South Africa politician calls for pause on new bookmaker licenses
South Africa’s gambling sector is issuing more than 3,000 licences annually, prompting renewed scrutiny over regulatory oversight as bookmaker numbers continue to rise.
Figures revealed in a parliamentary reply to Rise Mzansi MP Makashule Gana show 3,135 licences were issued in 2024/25, following similarly high totals in recent years.
MORE: Gambling in South Africa
The bulk relate to limited payout machine operators, which are essentially venues with limited gambling, and betting sites, with provinces such as Gauteng, KwaZulu-Natal and the Western Cape leading approvals.
“We cannot allow the pursuit of profit to outpace our ability to regulate and protect the South African public,” Gana said.
If these companies do not pay for the damage they are causing… [we will face] a huge burden.
“No country has ever gambled itself to prosperity.”

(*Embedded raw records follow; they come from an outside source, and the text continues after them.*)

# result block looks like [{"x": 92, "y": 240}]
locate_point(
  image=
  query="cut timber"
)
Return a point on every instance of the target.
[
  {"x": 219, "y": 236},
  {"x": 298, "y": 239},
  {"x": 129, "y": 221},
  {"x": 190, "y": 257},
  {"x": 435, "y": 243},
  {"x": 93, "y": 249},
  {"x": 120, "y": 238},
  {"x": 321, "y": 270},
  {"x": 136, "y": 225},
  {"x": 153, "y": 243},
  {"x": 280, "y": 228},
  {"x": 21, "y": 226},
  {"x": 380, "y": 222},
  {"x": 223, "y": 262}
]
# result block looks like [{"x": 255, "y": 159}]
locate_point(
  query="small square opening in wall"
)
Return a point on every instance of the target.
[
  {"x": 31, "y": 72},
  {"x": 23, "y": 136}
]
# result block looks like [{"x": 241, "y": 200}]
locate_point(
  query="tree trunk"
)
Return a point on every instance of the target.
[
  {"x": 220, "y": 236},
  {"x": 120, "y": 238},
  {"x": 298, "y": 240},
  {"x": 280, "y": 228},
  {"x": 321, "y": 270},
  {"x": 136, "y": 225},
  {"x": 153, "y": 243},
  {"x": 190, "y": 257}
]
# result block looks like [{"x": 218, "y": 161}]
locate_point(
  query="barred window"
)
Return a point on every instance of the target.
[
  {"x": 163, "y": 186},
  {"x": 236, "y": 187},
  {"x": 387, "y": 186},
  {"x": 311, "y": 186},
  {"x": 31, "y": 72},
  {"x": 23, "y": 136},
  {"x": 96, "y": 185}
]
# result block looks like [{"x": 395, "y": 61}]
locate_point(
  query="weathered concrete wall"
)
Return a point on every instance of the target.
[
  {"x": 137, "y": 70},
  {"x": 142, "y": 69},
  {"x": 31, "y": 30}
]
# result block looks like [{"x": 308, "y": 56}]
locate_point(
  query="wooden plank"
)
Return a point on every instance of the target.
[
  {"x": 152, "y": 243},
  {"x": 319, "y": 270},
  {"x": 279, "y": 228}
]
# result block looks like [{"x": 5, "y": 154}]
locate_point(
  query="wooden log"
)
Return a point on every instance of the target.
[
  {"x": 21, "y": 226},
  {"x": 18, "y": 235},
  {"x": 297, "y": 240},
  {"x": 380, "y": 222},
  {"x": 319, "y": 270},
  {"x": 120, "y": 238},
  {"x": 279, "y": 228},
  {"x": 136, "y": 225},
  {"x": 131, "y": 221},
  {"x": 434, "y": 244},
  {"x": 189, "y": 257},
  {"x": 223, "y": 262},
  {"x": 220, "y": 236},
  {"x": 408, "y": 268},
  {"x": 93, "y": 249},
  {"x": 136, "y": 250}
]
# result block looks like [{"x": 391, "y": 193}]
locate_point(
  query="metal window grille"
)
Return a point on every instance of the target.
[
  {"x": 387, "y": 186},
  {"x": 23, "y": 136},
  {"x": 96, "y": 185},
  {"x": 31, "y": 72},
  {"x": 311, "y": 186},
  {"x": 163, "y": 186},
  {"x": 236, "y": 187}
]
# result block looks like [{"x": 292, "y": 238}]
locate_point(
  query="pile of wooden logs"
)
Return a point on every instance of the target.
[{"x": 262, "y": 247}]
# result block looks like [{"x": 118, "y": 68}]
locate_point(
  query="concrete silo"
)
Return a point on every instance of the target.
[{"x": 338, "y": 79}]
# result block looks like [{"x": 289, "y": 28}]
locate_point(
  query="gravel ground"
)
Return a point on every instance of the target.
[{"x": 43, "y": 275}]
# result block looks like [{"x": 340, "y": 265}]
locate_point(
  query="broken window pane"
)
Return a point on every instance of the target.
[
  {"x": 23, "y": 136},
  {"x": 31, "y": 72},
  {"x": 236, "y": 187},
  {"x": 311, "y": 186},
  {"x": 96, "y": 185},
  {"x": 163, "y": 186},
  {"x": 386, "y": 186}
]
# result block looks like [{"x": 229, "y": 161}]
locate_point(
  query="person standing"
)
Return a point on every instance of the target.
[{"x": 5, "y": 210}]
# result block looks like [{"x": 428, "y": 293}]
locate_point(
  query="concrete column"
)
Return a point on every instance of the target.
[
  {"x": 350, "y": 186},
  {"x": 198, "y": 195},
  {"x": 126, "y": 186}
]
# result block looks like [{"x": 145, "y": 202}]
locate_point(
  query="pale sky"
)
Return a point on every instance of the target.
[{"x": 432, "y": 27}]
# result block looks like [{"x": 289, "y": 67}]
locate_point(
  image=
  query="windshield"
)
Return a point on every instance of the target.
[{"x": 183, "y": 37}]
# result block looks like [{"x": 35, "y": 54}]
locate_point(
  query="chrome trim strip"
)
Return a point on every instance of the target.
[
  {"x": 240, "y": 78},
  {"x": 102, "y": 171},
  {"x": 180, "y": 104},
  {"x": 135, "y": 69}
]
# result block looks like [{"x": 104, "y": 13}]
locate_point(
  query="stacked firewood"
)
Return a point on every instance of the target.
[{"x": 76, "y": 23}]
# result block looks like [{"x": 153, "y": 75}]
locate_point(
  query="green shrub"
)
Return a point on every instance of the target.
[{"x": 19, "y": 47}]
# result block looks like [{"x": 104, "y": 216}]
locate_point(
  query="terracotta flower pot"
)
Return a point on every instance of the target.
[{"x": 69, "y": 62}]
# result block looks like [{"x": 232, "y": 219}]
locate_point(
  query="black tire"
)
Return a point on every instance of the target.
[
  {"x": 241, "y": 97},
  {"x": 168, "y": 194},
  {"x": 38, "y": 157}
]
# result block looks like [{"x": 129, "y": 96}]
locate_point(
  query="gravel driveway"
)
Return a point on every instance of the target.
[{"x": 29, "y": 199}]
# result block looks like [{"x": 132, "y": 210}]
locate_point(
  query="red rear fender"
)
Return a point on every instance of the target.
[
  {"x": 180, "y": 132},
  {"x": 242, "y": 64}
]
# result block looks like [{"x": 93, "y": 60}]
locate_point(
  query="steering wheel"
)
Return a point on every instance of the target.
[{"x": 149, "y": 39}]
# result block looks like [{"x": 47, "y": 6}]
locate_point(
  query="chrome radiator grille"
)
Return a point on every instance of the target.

The data highlights a sharp increase in licensed bookmakers, growing from 288 in 2020 to 402 in 2025. Gana warned that this rapid expansion, particularly in online betting, risks outpacing existing monitoring systems.
He has called for a moratorium on new bookmaker licences and the introduction of a national regulatory framework for online operators.
Separate figures also point to enforcement gaps, with just 36 illegal online gambling cases recorded over five years despite tens of thousands of broader gambling-related offences.